HTML Report: Visual summary of the quality metrics.
ZIP File: Contains the raw data used to generate the report.

Key metrics in the HTML report:

Per Base Sequence Quality:
Boxplots showing quality scores across all positions in reads.
Green indicates high-quality bases (>Q30).
Per Sequence Quality Scores:
Overall quality of reads in the file.
Per Base GC Content:
GC content distribution across the length of reads.
Adapter Content:
Detects overrepresented adapter sequences.
Overrepresented Sequences:
Identifies frequently occurring sequences (e.g., adapters or contaminants).

Trim Galore¶

Trim Galore is a versatile tool for trimming sequencing reads and removing adapter sequences. It’s particularly useful for preparing raw sequencing data for downstream applications like alignment or differential expression/methylation analysis. Trim Galore combines the functionalities of Cutadapt and FastQC for quality control and trimming.

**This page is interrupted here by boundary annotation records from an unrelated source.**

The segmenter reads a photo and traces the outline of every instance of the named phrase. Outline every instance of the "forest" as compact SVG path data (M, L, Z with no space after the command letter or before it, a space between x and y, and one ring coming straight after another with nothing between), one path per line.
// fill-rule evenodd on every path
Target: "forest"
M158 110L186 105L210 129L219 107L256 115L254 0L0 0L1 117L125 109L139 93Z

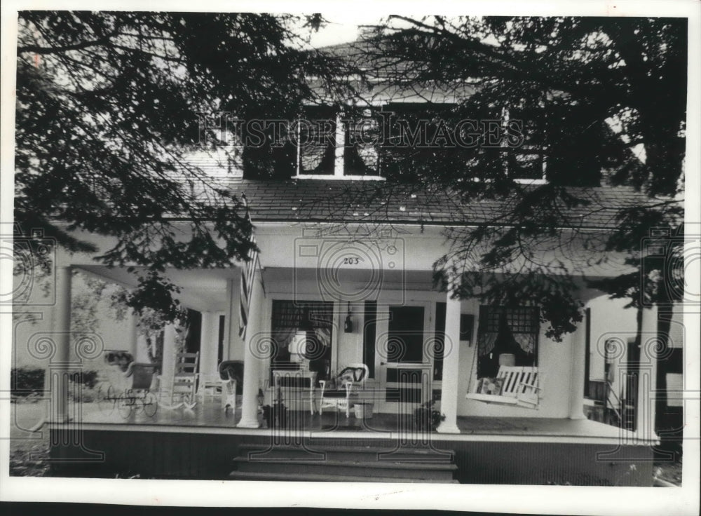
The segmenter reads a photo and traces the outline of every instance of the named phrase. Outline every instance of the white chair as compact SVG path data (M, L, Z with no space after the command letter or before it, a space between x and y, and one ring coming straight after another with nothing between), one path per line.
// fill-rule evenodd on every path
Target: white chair
M327 381L320 380L321 400L319 414L324 413L325 407L334 407L346 411L346 417L350 417L352 398L367 380L369 369L365 364L349 364L336 376L335 388L326 388Z
M163 377L159 378L161 382L159 404L163 408L177 409L184 405L191 409L195 406L199 362L199 353L181 353L176 355L175 374L170 384L163 386Z

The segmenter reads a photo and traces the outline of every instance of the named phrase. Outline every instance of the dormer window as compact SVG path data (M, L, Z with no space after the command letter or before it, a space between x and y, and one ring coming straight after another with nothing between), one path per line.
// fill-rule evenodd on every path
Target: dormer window
M297 126L295 177L382 179L377 121L369 109L343 113L326 106L309 106Z
M457 138L465 121L454 104L390 102L381 106L308 106L297 126L297 179L411 181L420 169L444 158L451 166L468 166L470 152ZM545 182L545 124L542 113L501 109L475 117L476 130L496 125L496 143L486 144L503 156L504 174L516 182ZM517 144L508 134L517 130ZM484 135L482 135L484 137ZM491 138L491 137L489 136ZM480 143L483 144L484 142ZM461 164L463 164L462 165Z

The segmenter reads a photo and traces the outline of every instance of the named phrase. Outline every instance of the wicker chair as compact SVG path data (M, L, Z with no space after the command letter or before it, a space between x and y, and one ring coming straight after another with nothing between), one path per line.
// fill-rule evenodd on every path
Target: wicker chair
M336 376L334 388L327 389L328 382L320 380L321 401L319 414L323 414L325 408L332 407L336 409L345 410L346 417L350 417L352 397L365 383L369 374L369 369L365 364L349 364Z

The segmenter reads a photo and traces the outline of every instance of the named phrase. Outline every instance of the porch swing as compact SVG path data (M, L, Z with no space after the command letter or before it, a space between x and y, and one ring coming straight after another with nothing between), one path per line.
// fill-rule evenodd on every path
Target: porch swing
M505 345L504 343L507 343ZM517 346L511 330L501 315L495 349ZM509 351L507 349L506 351ZM472 356L470 369L468 393L465 398L484 403L538 409L540 402L538 371L536 366L517 366L515 355L505 353L498 355L499 369L494 378L478 378L472 383L472 373L476 369L479 344Z

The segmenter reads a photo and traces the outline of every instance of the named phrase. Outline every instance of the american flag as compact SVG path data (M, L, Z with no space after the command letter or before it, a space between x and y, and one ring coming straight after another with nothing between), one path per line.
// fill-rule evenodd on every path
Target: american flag
M241 196L243 200L243 205L246 209L246 218L252 225L253 221L251 219L251 213L248 210L248 200L245 194ZM251 243L256 246L256 237L251 233ZM248 325L249 310L251 307L251 295L253 293L253 282L256 275L256 268L260 269L260 282L263 287L264 294L265 287L263 285L263 271L261 267L260 258L258 251L252 249L249 255L249 260L241 267L241 296L239 303L238 310L238 335L241 339L246 338L246 327Z

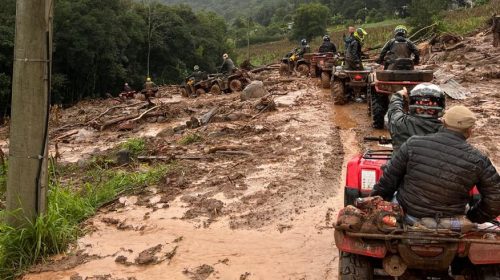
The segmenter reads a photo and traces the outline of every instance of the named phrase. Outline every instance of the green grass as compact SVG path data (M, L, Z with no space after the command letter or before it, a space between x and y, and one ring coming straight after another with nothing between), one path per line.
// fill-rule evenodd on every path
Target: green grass
M137 156L146 149L146 142L142 138L131 138L122 143L120 148L129 150L133 156Z
M0 279L15 279L34 263L64 252L83 233L79 223L99 207L120 194L158 183L176 167L172 163L141 170L108 170L94 165L75 182L77 186L51 180L45 215L27 221L23 228L0 223ZM8 214L1 215L4 221Z
M203 137L197 133L187 134L177 141L179 145L189 145L203 141Z

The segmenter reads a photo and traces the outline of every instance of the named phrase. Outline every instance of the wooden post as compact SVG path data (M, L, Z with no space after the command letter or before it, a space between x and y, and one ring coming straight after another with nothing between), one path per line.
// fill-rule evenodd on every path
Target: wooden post
M45 212L53 0L17 0L7 210L20 226Z

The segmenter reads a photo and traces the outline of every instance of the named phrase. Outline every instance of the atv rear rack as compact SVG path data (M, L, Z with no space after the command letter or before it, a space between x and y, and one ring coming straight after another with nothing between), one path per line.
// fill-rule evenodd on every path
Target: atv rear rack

trim_galore --paired --cores $task.cpus $args $reads

General Options

-q <quality>: Trim low-quality bases from the ends of reads. Default is 20.
--length <min_length>: Discard reads shorter than the specified length after trimming.
--adapter <sequence>: Specify a custom adapter sequence. By default, Trim Galore auto-detects adapters.
--gzip: Compress the output files into .gz format.
--fastqc: Run FastQC before and after trimming.
--cores <number>: Use multiple cores for faster processing.

Bismark Analysis¶

Reference Genome Preparation¶

Bismark needs to prepare the bisulfite index for the genome.

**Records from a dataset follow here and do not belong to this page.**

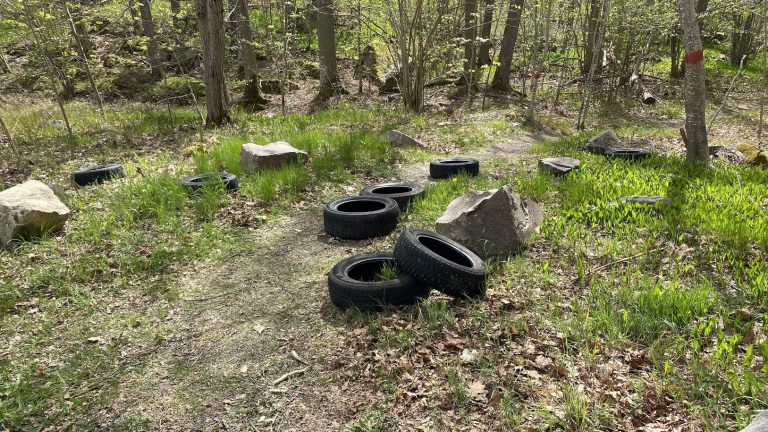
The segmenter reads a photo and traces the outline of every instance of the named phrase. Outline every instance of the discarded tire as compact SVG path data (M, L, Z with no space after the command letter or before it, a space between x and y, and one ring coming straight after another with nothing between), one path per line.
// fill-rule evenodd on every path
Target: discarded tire
M216 181L217 179L220 179L221 182L224 183L224 189L227 192L235 192L240 188L237 176L228 172L205 173L182 177L181 184L188 187L193 192L198 192L203 188L203 185Z
M325 232L345 240L387 235L397 227L399 218L397 202L381 196L346 197L323 209Z
M609 158L638 161L651 155L651 152L639 148L620 148L605 152Z
M113 178L125 177L125 170L120 164L99 165L72 172L72 181L78 186L103 183Z
M340 308L381 310L385 305L412 305L429 296L430 289L407 274L384 279L385 266L396 270L390 253L370 253L347 258L328 273L331 302Z
M470 158L438 159L429 163L429 175L432 178L443 179L466 173L474 177L480 173L480 162Z
M400 210L405 211L411 201L424 195L424 188L415 183L384 183L368 186L360 195L392 198Z
M448 237L408 229L395 245L395 262L418 282L454 297L485 293L488 271L474 252Z

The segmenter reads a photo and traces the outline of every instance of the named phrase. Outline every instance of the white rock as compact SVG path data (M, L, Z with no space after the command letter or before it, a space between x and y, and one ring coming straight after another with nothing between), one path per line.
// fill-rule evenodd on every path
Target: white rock
M385 133L383 138L395 147L427 148L423 142L396 130L391 130Z
M768 411L761 411L741 432L768 432Z
M607 151L621 147L624 147L624 144L611 129L590 138L587 142L587 151L597 154L605 154Z
M581 161L573 158L557 157L539 160L539 169L553 175L564 175L581 166Z
M69 208L43 182L30 180L0 192L0 246L61 230L67 219Z
M292 163L305 163L309 159L307 152L294 148L284 141L267 145L243 144L240 162L246 172L276 169Z
M481 258L510 255L525 248L544 220L541 207L512 192L512 186L472 191L451 202L437 220L437 232Z

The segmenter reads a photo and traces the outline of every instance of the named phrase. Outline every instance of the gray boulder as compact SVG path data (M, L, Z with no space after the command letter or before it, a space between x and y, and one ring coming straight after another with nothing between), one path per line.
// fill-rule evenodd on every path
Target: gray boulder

In the current pipeline, user can provide the genome.fasta and the pipeline can index it.
Optinally, user can provide the index files directly, and the pipeline will use it without indexing the genome again.

General Options

--verbose: Prints detailed output during the indexing process.
--parallel <threads>: Uses multiple threads to speed up genome preparation.
--bowtie2: Specifies that Bowtie2 will be used for alignment (default option in most versions).
--path_to_bowtie <path>: Specifies the path to the Bowtie installation if not in your PATH.

Example with Options:

bismark_genome_preparation --bowtie2 --parallel 4 <genome.fasta>

Reference Genome Preparation

After successful completion, Bismark generates a bisulfite-converted genome in two orientations (C->T and G->A) along with the Bowtie/Bowtie2 indices.

Output directory structure:

your_path_to_reference/
    Bisulfite_Genome/
        CT_conversion/
        GA_conversion/
        genome.1.bt2
        genome.2.bt2
        ...

Bismark Alignment¶

This step aligns bisulfite-treated sequencing reads to a reference genome.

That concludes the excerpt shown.